04 janvier 2006

Les rois de la réforme

J'aimerais avoir des idéaux Marxiste, dénoncer l'opresseur et me battre contre lui, pouvoir penser en termes de classes et croire à des théories morales et en faire des livres pour instruire les masses. Mais il se trouve que les agents de l'économie mondiale et libérale me ressemblent terriblement, même ceux qui s'ocuppent de trier leur bouteilles en plastiques, ceux qui ne mangent plus de viande, ceux qui roulent à bicyclette, ont juste cet avantage de croire encore à un reste de quelque chose. En vérité, ces idéalistes ne font que laisser un peu plus de place pour les autres, au mieux ils gagnent un peu de temps pour leurs enfants. La vérité est que les tous hommes partagent la même humanité pour le meilleur et pour le pire. Le sort de notre humanité est si réglé qu'il est assez merveilleux d'en voir encore quelques uns qui se battent pour des réformes. Ils s'en trouve même qui me disent que c'est un scandale de ne pas aller voter. Mais est-il si nécessaire d'être de mauvaise foi ?
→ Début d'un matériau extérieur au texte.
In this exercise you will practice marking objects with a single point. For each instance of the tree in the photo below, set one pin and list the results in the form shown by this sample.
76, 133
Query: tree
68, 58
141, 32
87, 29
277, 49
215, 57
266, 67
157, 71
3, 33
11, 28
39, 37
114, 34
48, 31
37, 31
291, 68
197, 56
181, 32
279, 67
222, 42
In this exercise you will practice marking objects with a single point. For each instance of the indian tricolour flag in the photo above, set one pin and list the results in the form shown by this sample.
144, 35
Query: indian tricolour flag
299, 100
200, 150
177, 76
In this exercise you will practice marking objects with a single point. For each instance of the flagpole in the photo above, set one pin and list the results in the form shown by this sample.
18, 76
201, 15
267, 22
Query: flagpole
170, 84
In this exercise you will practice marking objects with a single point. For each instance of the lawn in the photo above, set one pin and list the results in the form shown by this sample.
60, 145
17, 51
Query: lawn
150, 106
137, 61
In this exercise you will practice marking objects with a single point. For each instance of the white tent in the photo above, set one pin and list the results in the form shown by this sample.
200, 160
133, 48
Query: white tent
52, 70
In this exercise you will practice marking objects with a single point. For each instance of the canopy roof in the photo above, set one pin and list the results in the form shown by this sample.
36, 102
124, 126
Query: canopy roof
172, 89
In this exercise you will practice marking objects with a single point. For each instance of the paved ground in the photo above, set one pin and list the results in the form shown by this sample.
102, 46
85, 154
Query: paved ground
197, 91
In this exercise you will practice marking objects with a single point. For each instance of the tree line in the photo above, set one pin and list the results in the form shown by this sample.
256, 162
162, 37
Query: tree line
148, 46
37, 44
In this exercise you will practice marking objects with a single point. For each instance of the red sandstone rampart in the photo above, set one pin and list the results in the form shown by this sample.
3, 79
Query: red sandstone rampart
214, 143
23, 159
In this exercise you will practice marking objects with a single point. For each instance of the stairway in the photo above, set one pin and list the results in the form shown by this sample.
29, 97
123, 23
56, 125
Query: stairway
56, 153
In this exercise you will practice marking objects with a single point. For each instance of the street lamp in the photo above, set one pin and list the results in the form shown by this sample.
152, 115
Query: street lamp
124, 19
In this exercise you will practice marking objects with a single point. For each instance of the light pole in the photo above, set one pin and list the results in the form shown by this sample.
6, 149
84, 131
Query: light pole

Pour sauver le monde il faudrait tous simplement ne plus faire d'enfants, mais j'admets : Quelle tristesse ! Les meilleures ambitions que je puisse atteindre sont à la portée ma vie de fourmi. Je bouffe, je chie, je programme des logiciels de merde, je bouffe, je chie, je dors. Mes meilleurs moments arrivent dans le métro quand j'écris debout une langue étangère en intriguant tout le monde à la ronde. Quelle Merde...

Mon petit univers se construit tous les jours en petites habitudes, les rêves s'évadent et fuient de tous les cotés. Mes grandes vies, je les traine derrière moi comme les étincelles d'un paradis perdu quand je prends le train le matin.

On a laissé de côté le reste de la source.